Alan McIntyre Smith, Filmmaking
Some of my favorite photographers worked for the WPA (Works Progress Administration, which featured a federal government-instituted cultural program that employed photographers to document the lives of the underclass, among others) during the Great Depression, like Dorothea Lange’s humanist portrayals of refugee camps and Walker Evans’s weathered landscapes. Edward Steichen was a towering figure at the turn-of-the-20th-century’s Pictorialist photo movement who helped change the public’s perception of photography as an art form rather than a mechanical process.
Valerie Ramshur, Theater
I take pictures everywhere of everything–the toy tossed in a garbage can, the odd mix of humanity in a public space, window displays, and the fish on ice at the supermarket, ornamentation on sides of buildings. There is an endless amount of inspiration in the ordinary; it is how we train our eyes to see and acknowledge it all, how we look deeper, and open ourselves to the countless ways in which to process all the stimuli coming in.
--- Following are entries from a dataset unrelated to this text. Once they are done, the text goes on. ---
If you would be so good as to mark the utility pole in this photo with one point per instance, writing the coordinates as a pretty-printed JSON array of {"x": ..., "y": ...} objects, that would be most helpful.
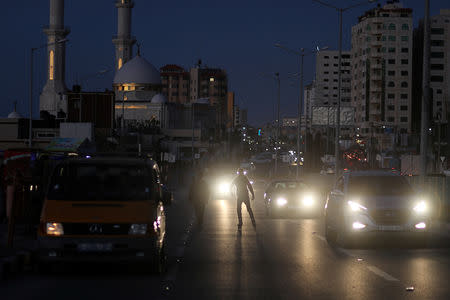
[
  {"x": 277, "y": 141},
  {"x": 30, "y": 125},
  {"x": 425, "y": 93}
]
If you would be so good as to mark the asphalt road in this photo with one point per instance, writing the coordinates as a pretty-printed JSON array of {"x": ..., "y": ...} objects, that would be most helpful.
[{"x": 284, "y": 258}]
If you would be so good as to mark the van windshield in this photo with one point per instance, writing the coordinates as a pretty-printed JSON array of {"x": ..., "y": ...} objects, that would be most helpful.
[{"x": 100, "y": 182}]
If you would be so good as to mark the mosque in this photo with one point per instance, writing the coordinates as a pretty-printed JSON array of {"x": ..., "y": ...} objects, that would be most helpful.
[
  {"x": 136, "y": 85},
  {"x": 136, "y": 102}
]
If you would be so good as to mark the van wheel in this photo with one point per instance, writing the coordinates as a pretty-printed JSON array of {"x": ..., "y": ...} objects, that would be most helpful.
[
  {"x": 160, "y": 261},
  {"x": 343, "y": 238},
  {"x": 330, "y": 234}
]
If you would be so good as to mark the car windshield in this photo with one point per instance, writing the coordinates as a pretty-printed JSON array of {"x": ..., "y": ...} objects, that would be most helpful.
[
  {"x": 378, "y": 185},
  {"x": 98, "y": 182}
]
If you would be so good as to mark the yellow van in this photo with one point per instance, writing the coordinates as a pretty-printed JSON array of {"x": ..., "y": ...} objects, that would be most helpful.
[{"x": 104, "y": 209}]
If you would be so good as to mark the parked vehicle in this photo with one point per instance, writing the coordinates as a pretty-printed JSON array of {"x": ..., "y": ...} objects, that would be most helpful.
[{"x": 104, "y": 209}]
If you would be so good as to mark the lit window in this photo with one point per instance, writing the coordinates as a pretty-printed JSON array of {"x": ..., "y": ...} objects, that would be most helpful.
[{"x": 51, "y": 61}]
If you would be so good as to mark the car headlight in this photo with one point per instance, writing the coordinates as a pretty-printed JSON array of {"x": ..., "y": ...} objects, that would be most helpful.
[
  {"x": 281, "y": 201},
  {"x": 308, "y": 200},
  {"x": 138, "y": 229},
  {"x": 223, "y": 187},
  {"x": 55, "y": 229},
  {"x": 421, "y": 207},
  {"x": 356, "y": 207}
]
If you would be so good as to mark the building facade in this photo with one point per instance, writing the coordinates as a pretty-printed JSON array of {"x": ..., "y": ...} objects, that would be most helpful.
[
  {"x": 382, "y": 71},
  {"x": 208, "y": 83},
  {"x": 326, "y": 83},
  {"x": 175, "y": 83}
]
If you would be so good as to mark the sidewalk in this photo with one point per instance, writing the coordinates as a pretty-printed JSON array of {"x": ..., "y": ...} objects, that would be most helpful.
[{"x": 13, "y": 259}]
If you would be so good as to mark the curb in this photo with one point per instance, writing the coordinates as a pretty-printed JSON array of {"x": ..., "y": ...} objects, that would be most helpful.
[{"x": 14, "y": 264}]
Didier William, Art & Design
My mom is a chef. She has a Haitian restaurant in Miramar, Florida, so I grew up surrounded by delicious Haitian food and Haitian cooking (which, if you know anything about it, is really spicy and colorful and flavorful with rich ingredients. Haitian food comprises an incredibly layered palette), and I often like to say that the way that I think about painting and art is very much the way that my mom thinks about cooking and food…. My associations and relationships to color in the print shop have always been analogous to food. There’s a beautiful synchronicity for me that exist between the alchemy of printmaking and the alchemy of cooking.
Steven Kemper, Music
Learning how to “do it yourself” is empowering. Designing circuits, programming, building, and soldering are skills anyone can pick up. Understanding how to hack and build reveals how technology works at a deep level. This knowledge is useful for both practical purposes (building and fixing things) as well as looking critically at the role of technology in society.